The key points about Cylon are:
it’s fast. Really FAST! Cylon imposes an overhead of about 15-20% over the standard Ruby interpreter compared to an overhead of over 100 times for the standard Ruby debugger.
you don’t need a modified Ruby interpreter. It works with the standard Ruby interpreter.
Results
The first benchmark I ran used a simple counter:
0.upto(10000000) {count += 1}
This took 6.25 seconds without any debugger present. Using the current Ruby In Steel debugger (in the free ’personal edition’) it took 857 seconds, slightly better than the standard Ruby debugger which came in at a ‘like-watching-paint-dry’ 876 seconds. And using Cylon: 7.38 seconds.
The second benchmark I ran tested calls – repeated calls to a factorial function. It’s not particularly realistic, but it is the other extreme of the linear code example above: most benchmarks will be somewhere between the two. Here’s the code:
def fac(n)
lvar = n
n == 1 ? 1 : n * fac(n-1)
end
0.upto(10000) {fac(50)}
This took 2.30 seconds without any debugger, 2.66 seconds with Cylon – and 350 seconds with the Ruby debugger. I didn’t run it on the Ruby debugger with an iteration count of 100000 for obvious reasons (I just don’t have that much free time to spare!).

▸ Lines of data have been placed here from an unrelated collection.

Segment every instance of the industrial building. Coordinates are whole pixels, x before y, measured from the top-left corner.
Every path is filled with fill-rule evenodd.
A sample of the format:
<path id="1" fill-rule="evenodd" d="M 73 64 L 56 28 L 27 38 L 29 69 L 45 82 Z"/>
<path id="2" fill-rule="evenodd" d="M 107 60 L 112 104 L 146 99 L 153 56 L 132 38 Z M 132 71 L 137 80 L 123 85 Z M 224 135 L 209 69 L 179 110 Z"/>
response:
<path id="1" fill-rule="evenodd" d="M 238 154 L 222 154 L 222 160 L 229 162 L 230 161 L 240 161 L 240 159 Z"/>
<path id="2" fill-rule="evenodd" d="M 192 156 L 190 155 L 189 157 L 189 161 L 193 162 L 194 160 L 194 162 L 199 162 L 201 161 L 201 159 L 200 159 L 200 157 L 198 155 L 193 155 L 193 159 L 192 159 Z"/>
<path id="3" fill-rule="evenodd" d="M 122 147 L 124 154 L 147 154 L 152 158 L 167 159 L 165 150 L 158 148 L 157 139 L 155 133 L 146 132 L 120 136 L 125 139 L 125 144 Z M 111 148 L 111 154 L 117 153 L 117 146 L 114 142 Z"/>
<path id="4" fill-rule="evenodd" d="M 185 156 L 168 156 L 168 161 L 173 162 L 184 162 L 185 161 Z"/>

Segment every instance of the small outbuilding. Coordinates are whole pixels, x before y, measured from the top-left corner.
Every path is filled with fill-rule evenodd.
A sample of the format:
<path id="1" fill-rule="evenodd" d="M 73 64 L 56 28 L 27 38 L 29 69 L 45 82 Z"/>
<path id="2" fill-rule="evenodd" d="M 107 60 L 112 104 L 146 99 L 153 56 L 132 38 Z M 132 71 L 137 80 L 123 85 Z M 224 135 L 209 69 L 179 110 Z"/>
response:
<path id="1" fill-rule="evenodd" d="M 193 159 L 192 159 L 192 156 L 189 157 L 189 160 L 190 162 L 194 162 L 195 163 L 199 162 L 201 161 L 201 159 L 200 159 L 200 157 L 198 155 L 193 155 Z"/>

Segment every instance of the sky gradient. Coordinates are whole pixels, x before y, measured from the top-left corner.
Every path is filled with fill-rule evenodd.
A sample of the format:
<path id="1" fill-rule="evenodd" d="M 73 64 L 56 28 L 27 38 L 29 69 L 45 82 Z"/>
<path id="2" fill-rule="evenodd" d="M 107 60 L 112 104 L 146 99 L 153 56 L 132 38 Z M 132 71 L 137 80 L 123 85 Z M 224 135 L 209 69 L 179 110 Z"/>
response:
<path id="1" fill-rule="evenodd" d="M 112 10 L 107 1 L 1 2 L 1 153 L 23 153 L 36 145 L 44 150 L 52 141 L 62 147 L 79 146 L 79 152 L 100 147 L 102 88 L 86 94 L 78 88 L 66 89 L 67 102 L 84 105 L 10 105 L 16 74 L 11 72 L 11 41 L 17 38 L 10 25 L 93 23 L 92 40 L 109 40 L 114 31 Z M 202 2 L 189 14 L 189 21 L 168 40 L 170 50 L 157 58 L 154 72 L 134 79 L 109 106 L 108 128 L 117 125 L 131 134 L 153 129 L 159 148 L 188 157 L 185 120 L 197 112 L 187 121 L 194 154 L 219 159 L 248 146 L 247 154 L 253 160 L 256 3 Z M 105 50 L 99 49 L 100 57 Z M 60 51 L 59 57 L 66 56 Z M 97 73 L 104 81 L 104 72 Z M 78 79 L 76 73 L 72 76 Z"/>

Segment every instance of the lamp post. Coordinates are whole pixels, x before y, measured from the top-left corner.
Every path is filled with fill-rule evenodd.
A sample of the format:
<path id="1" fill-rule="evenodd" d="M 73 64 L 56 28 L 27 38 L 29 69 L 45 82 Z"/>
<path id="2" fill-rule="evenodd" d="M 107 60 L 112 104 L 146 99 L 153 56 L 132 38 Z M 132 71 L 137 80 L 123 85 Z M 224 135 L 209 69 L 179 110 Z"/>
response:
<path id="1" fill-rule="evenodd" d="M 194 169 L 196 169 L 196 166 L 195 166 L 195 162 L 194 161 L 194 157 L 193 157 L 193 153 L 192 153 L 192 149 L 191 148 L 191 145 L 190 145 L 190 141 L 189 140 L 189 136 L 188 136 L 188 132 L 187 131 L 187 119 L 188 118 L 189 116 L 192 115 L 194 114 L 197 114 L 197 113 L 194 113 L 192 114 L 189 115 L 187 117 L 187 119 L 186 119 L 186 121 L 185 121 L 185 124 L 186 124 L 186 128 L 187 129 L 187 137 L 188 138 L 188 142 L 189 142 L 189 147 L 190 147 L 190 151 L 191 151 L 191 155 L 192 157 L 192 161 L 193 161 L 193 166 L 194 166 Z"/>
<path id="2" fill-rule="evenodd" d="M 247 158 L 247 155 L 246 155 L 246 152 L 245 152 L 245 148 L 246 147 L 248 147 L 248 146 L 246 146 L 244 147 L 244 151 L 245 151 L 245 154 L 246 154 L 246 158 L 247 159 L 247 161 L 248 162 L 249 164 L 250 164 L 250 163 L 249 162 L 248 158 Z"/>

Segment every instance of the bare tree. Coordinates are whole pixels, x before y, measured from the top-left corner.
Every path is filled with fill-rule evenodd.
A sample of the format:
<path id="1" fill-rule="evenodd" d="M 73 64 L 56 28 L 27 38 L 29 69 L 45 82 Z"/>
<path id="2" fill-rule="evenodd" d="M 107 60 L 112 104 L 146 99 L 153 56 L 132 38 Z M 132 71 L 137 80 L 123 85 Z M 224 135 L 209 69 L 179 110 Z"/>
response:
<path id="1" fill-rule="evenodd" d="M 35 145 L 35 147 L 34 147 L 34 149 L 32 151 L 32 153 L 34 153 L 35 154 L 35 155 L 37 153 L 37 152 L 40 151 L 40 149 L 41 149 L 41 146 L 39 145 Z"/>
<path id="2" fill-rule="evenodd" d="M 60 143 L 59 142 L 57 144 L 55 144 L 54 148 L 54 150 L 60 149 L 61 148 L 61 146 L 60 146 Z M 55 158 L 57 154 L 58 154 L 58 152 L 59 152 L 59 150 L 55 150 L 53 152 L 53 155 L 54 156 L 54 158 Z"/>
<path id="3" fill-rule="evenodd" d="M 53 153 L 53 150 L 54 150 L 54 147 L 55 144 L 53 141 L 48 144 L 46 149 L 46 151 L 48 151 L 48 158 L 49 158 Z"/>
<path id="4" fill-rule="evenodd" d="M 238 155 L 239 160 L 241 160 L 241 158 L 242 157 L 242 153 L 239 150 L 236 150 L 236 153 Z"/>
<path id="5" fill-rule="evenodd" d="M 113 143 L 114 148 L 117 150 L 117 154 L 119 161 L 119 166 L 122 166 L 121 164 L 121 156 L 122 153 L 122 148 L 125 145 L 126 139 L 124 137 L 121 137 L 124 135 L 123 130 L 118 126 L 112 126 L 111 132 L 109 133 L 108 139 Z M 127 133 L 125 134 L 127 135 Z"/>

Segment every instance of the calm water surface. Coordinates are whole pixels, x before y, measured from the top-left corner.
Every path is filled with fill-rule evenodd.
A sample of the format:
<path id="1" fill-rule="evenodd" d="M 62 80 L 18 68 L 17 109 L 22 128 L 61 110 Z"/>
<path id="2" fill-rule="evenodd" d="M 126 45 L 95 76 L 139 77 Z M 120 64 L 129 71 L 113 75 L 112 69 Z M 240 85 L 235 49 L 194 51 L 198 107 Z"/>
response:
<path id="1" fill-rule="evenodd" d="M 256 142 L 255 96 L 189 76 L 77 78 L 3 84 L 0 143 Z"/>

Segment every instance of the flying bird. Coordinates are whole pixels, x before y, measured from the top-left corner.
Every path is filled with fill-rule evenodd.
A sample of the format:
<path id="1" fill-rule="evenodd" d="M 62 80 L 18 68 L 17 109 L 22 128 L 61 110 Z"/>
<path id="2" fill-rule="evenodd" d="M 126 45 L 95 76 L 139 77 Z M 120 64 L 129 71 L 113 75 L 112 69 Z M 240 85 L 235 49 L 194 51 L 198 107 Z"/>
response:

I’ve presented the results in a table below using the original Ruby debugger, debug, for comparison. There’s a couple of points:
first, no breakpoints were used. Adding breakpoints slows Cylon down but not very much. Cylon copes quite well because it uses an intelligent search algorithm, whereas the Ruby debugger use a linear seach of a Ruby array - and the performace simply falls off the end of a cliff
secondly, the benchmarks are very simple. They only give an indication of what’s going on
thirdly, I’m still working on optimising and adding new features to Cylon. I’ll publish some more benchmarks when I’m completely done.
Table of Benchmark Results
Benchmark #1 (linear)
| Iterations | no debug | Cylon | debug.rb |
| 100000 | 0.06 | 0.08 | 8.6 |
| 1000000 | 0.66 | 0.81 | 87.4 |
| 10000000 | 6.25 | 7.38 | 876 |
Benchmark #2 (recursive)
| Iterations | no debug | Cylon | debug.rb |
| 100 | 0.02 | 0.02 | 3.11 |
| 1000 | 0.23 | 0.27 | 31.1 |
| 10000 | 2.30 | 2.66 | 352 |
| 100000 | 22.63 | 25.81 | |
To sum up, running Cylon in a simple scenario gives around a 15-20% performance hit. Compare this to the Ruby debugger – the performance is typically over ONE HUNDRED TIMES worse. That’s two orders of magnitude greater than the original.
We think that Cylon is currently the fastest Ruby debugger around – by a substantial amount too. And did I mention that you don’t need a hacked Ruby interpreter? Hmm, maybe I did – but I’ll repeat it: Cylon does not required a modified Ruby interpreter.
Benchmark code
Here’s a screenshot of the benchmark code. I ran it on a 2.8GHz Intel machine with 1.5GB of memory.
The Cylon Debugger is part of the Developer Edition of Ruby In Steel. This edition will be released in January 2007.